ANCHORAGE (AP) -- Less than 30 days after starting its first well, the Alaska subsidiary of Evergreen Resources Inc. has finished drilling the eighth and final well in its shallow natural gas exploration project north of Anchorage.
Denver-based Evergreen, a pioneer in producing gas from coal seams, bored two groups of four wells in the 70,000-acre Pioneer unit roughly between Wasilla and Houston.
The first seven wells went 2,600 to 3,700 feet deep and each contained 80 to 100 feet of coal seam, Evergreen President and CEO Mark Sexton said, before results were in for the eighth well.
''That's plenty to work with,'' he told Petroleum News Alaska.
The wells were drilled with Evergreen's own rig.

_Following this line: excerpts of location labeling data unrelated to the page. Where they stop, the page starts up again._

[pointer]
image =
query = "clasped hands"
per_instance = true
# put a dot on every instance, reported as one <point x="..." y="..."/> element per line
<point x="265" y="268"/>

In each test group, a central well is drilled, and three more are added a thousand feet away to the north, southeast and southwest.

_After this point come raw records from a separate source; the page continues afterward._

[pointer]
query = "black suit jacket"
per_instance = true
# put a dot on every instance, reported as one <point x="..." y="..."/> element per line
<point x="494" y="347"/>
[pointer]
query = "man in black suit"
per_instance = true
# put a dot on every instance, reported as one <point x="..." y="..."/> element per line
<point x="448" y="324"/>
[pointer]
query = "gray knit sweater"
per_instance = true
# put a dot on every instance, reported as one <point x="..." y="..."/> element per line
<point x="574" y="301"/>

Typically, coalbed methane wells produce as much as 95 percent water and just 5 percent natural gas at first, but that ratio can reverse in five years to 95 percent gas and 5 percent water, he said.

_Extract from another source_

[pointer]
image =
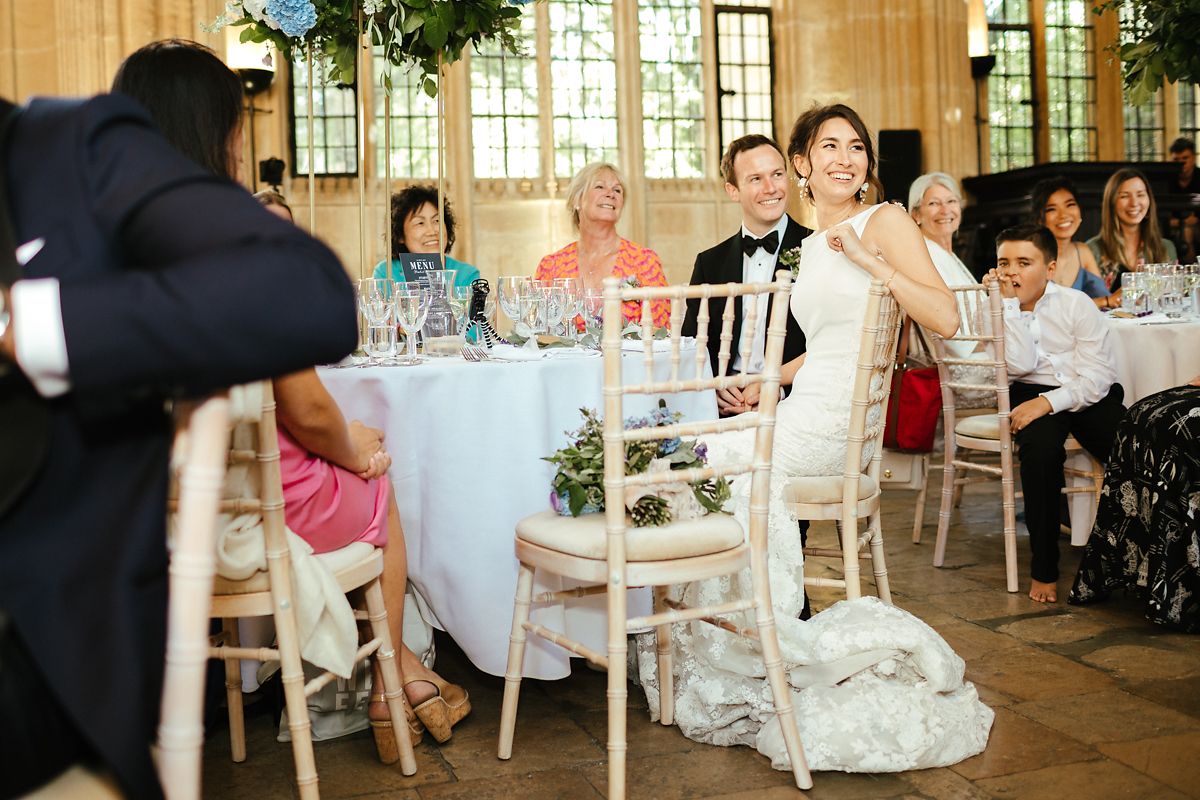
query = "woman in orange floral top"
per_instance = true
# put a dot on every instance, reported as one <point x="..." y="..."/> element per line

The methane, after removing the water, is generally quite pure.
''It could easily be pipeline quality gas coming right from the well head,'' Sexton said. ''It's the leanest, cleanest form of methane.''
Evergreen is planning a nine-month production test. Water rate, gas rate and pressures will be recorded and analyzed to determine if the coals will produce economic quantities of gas.
The Pioneer test will cost about $6 million this winter, Sexton said. The company plans to spend $10 million in Alaska next year.
Evergreen moved its own drill rig to jobs in Ireland, the United Kingdom, Colorado and now Alaska because the company can control the pace of drilling, and the rig works fast.
The air hammer drill can bore 100 feet an hour, and Evergreen crews typically complete each well within 48 hours.
''It's very cost-effective for us to own our own equipment,'' Sexton said.
Coalbed methane production requires a lot of wells. Evergreen has drilled more than 900 wells on its 200,000-acre Raton Basin property in Colorado and has identified 800 additional drilling locations there.
If the Pioneer field proves commercial, it will have a 20- to 30-year production life and could employ as many as 500 people, including contractors, Sexton said.
Evergreen bought the unit from Ocean Energy and Unocal in May 2001. Unocal formed the unit in 1997.
Coal seams in the Cook Inlet basin could contain several trillion cubic feet of gas, enough to double existing reserves in the region, according to Jack Ekstrom, Evergreen director of government and public affairs.